Abstract

The strain CC-2359 of the unicellular eukaryotic alga Chlamydomonas reinhardtii originally described as a low pigmentation mutant is found to be devoid of photophobic stop responses to photostimuli over a wide range of light intensities. Photophobic responses of the mutant are restored by exogenous addition of all-trans retinal. We have combined computer-based cell-tracking and motion analysis with retinal isomer and retinal analog reconstitution of CC-2359 to investigate properties of the photophobic response receptor.
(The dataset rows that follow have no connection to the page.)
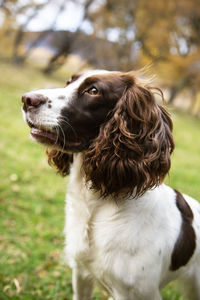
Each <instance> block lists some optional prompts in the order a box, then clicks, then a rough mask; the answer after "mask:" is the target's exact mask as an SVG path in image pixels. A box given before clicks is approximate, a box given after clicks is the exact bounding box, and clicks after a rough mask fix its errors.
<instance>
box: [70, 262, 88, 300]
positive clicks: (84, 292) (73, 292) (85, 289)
mask: <svg viewBox="0 0 200 300" xmlns="http://www.w3.org/2000/svg"><path fill="white" fill-rule="evenodd" d="M72 286H73V293H74V294H73V300H91V299H92V294H93V280H92V278H91V276H90V275H89V274H88V273H86V272H85V271H84V270H83V269H82V268H79V267H78V266H77V267H75V268H74V269H73V275H72Z"/></svg>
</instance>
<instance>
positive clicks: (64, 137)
mask: <svg viewBox="0 0 200 300" xmlns="http://www.w3.org/2000/svg"><path fill="white" fill-rule="evenodd" d="M155 93H160V95H161V97H162V92H161V90H160V89H158V88H155V87H151V86H149V85H148V83H147V82H146V83H145V82H142V81H141V80H139V79H138V78H137V75H136V74H135V73H134V72H128V73H121V72H109V71H104V70H96V71H87V72H85V73H83V74H80V75H75V76H72V78H71V80H69V81H68V82H67V85H66V87H65V88H57V89H41V90H37V91H31V92H28V93H26V94H24V95H23V97H22V102H23V115H24V119H25V120H26V122H27V123H28V125H29V126H30V128H31V137H32V138H33V139H34V140H36V141H37V142H39V143H42V144H44V145H46V146H47V149H48V150H47V154H48V160H49V163H50V164H51V165H54V166H55V167H56V168H57V170H58V172H59V173H61V174H63V175H67V174H68V173H69V174H70V177H69V183H68V188H67V204H66V227H65V238H66V248H65V253H66V254H67V257H68V262H69V265H70V266H71V267H72V268H73V291H74V296H73V300H90V299H92V291H93V283H94V282H97V283H98V284H99V285H100V286H101V287H103V288H104V289H105V290H106V291H107V292H108V293H109V294H110V295H111V297H113V298H114V299H115V300H160V299H161V294H160V290H161V289H162V288H163V287H164V286H165V285H166V284H167V283H169V282H170V281H172V280H174V279H177V278H179V280H180V283H182V286H183V287H184V292H185V293H187V295H188V297H189V298H190V299H193V300H194V299H195V300H199V299H200V204H199V203H198V202H197V201H195V200H193V199H192V198H190V197H189V196H187V195H182V194H181V193H180V192H178V191H176V190H173V189H172V188H170V187H168V186H166V185H165V184H164V183H163V180H164V177H165V175H166V174H167V173H168V171H169V169H170V155H171V153H172V151H173V149H174V140H173V136H172V121H171V119H170V116H169V114H168V113H167V112H166V110H165V108H163V107H162V106H161V105H159V104H157V103H156V101H155V97H154V94H155Z"/></svg>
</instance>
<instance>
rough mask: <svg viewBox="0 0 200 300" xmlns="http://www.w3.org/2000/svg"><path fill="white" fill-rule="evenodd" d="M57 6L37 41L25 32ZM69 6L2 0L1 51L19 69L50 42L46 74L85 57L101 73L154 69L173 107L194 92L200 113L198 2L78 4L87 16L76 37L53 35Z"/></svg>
mask: <svg viewBox="0 0 200 300" xmlns="http://www.w3.org/2000/svg"><path fill="white" fill-rule="evenodd" d="M55 3H56V5H57V8H58V9H57V10H56V11H55V15H54V16H53V18H52V22H51V24H50V25H49V28H48V30H47V31H44V32H41V33H37V34H35V35H33V36H32V37H31V36H30V35H28V34H27V33H26V30H27V27H28V25H29V23H30V22H31V20H32V19H33V18H35V17H36V16H37V14H38V12H39V11H40V10H41V9H44V8H45V7H46V6H47V5H51V4H55ZM68 3H70V0H65V1H62V0H59V1H56V0H50V1H45V0H41V1H38V0H37V1H36V0H32V1H20V0H1V1H0V8H1V11H2V12H3V15H4V21H3V24H2V26H1V28H0V38H1V48H4V50H6V53H7V55H11V54H12V56H13V60H14V62H17V63H20V62H22V61H24V60H25V59H26V58H27V57H28V56H29V55H30V53H31V51H32V49H34V48H35V47H36V46H38V45H39V44H40V42H41V41H43V40H44V39H45V38H47V37H48V36H51V38H50V39H49V40H50V43H51V47H54V50H55V49H56V50H55V51H54V53H53V54H52V57H51V58H50V60H49V62H48V64H47V66H46V68H45V71H46V73H51V72H53V71H55V70H56V69H57V68H59V67H60V66H61V65H63V64H64V63H65V61H66V59H67V57H68V56H69V55H70V54H71V53H76V54H78V55H80V56H81V57H82V58H83V59H84V60H87V62H88V63H89V64H91V65H93V66H94V67H96V68H106V69H118V70H126V71H128V70H132V69H136V68H139V67H141V66H144V65H146V64H147V65H148V64H153V66H154V68H155V69H156V73H157V74H158V77H159V78H162V80H161V84H162V85H163V87H165V88H167V89H168V91H169V102H171V103H173V101H174V99H175V97H176V96H177V95H178V94H179V93H180V92H182V91H183V90H185V89H189V90H190V91H191V99H193V101H191V106H190V110H191V111H192V112H194V113H198V112H199V110H200V109H199V107H200V104H199V97H200V91H199V85H200V75H199V74H200V5H199V0H190V1H188V0H181V1H180V0H168V1H165V0H160V1H156V0H151V1H146V0H124V1H121V0H105V1H99V0H94V1H92V0H75V1H73V3H76V5H78V6H81V7H82V10H83V14H82V19H81V20H80V24H79V25H78V26H77V28H76V31H75V32H69V31H65V32H62V31H58V32H56V34H54V35H53V33H55V25H56V22H57V20H58V18H59V15H60V14H61V13H63V12H64V11H66V10H67V9H68V6H67V4H68ZM22 15H23V22H21V23H20V24H19V22H18V20H19V18H18V16H22ZM86 23H87V24H88V26H89V27H90V32H91V33H90V34H87V33H86V32H84V30H83V28H84V26H82V25H83V24H86ZM27 39H28V41H29V47H28V48H27ZM30 40H31V42H30ZM47 40H48V38H47ZM11 52H12V53H11ZM183 98H184V97H183Z"/></svg>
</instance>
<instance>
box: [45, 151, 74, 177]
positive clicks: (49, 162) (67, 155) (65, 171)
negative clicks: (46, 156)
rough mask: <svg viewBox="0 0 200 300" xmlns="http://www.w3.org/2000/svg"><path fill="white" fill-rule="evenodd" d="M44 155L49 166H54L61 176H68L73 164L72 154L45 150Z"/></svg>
mask: <svg viewBox="0 0 200 300" xmlns="http://www.w3.org/2000/svg"><path fill="white" fill-rule="evenodd" d="M46 153H47V156H48V163H49V165H50V166H55V167H56V169H57V171H58V173H60V174H61V175H63V176H66V175H68V174H69V170H70V164H71V163H72V162H73V155H72V154H68V153H64V152H61V151H59V150H55V149H47V150H46Z"/></svg>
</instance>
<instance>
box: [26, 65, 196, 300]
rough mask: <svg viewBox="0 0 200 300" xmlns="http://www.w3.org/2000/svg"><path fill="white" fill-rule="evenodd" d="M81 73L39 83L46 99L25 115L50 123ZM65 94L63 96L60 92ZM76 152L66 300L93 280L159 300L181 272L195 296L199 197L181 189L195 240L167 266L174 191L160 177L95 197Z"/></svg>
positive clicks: (67, 187)
mask: <svg viewBox="0 0 200 300" xmlns="http://www.w3.org/2000/svg"><path fill="white" fill-rule="evenodd" d="M103 73H106V71H98V70H97V71H92V72H91V71H90V72H86V73H84V74H83V75H82V76H81V77H79V78H78V79H77V80H76V81H74V82H72V83H71V84H70V85H69V86H67V87H66V88H63V89H53V90H38V91H33V92H31V93H38V94H42V95H44V96H47V97H48V98H49V99H50V100H51V101H52V103H51V105H52V107H51V109H48V104H47V103H45V104H44V105H43V106H41V108H40V110H39V111H38V112H37V114H35V115H34V114H31V113H29V112H27V113H26V116H25V119H28V120H29V121H31V122H34V124H36V125H37V124H40V125H42V126H46V127H49V128H51V126H54V125H57V124H58V118H59V116H60V112H61V110H62V108H63V107H64V106H67V104H68V103H69V102H70V100H71V99H72V98H73V94H74V92H75V91H76V90H77V89H78V87H79V85H80V84H81V83H82V81H83V80H84V79H85V78H86V77H87V76H90V75H94V74H103ZM60 96H64V97H60ZM81 166H82V154H81V153H80V154H74V161H73V164H72V166H71V172H70V177H69V183H68V187H67V201H66V226H65V238H66V247H65V253H66V256H67V258H68V262H69V264H70V266H71V267H72V268H73V290H74V297H73V300H90V299H92V290H93V283H94V282H97V283H98V284H99V285H100V286H102V287H103V288H104V289H105V290H107V291H108V293H109V294H110V295H111V296H112V297H113V298H114V299H115V300H160V299H161V295H160V290H161V289H162V288H163V287H164V286H165V285H166V284H167V283H169V282H170V281H171V280H174V279H176V278H180V279H181V282H182V286H184V288H185V290H187V293H188V295H189V297H190V299H192V300H200V204H199V203H198V202H197V201H195V200H193V199H192V198H190V197H188V196H186V195H185V196H184V198H185V200H186V201H187V202H188V204H189V206H190V207H191V209H192V211H193V214H194V220H193V228H194V230H195V234H196V248H195V252H194V254H193V256H192V257H191V259H190V260H189V262H188V263H187V265H186V266H184V267H180V268H179V269H178V270H177V271H170V264H171V255H172V252H173V249H174V245H175V243H176V241H177V238H178V236H179V233H180V229H181V224H182V217H181V213H180V211H179V209H178V208H177V205H176V193H175V191H174V190H173V189H171V188H170V187H168V186H166V185H164V184H162V185H160V186H159V187H157V188H155V189H152V190H149V191H147V192H146V193H145V194H144V195H143V196H141V197H139V198H137V199H135V198H131V197H130V198H127V199H126V200H124V199H117V201H116V199H113V198H112V197H108V198H106V199H102V198H101V197H100V195H99V194H98V193H97V192H94V191H92V190H91V189H89V187H88V185H87V186H86V183H85V178H84V174H83V172H82V170H81Z"/></svg>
Most rapid and most complete reconstitution is obtained with all-trans retinal compared to 13-cis, 11-cis, and 9-cis retinal. An analog locked by a carbon bridge in a 6-s-trans conformation reconstitutes whereas the corresponding 6-s-cis locked analog does not. Retinal analogs prevented from isomerization around the 13-14 double bond by a five-membered ring in the polyene chain (locked in either the 13-trans or 13-cis configuration) do not restore the response, but enter the chromophore binding pocket as evidenced by their inhibition of all-trans retinal regeneration of the response. Results of competition experiments between all-trans and each of the 13-locked analogs fit a model in which each chromophore exhibits reversible binding to the photoreceptor apoprotein. A competitive inhibition scheme closely fits the data and permits calculation of apparent dissociation constants for the in vivo reconstitution process of 2.5 x 10(-11) M, 5.2 x 10(-10) M, and 5.4 x 10(-9) M, for all-trans, 13-trans-locked and 13-cis-locked analogs, respectively. The chromophore requirement for the trans configuration and 6-s-trans conformation, and the lack of signaling function from analogs locked at the 13 position, are characteristic of archaebacterial rhodopsins, rather than the previously studied eukaryotic rhodopsins (i.e., visual pigments).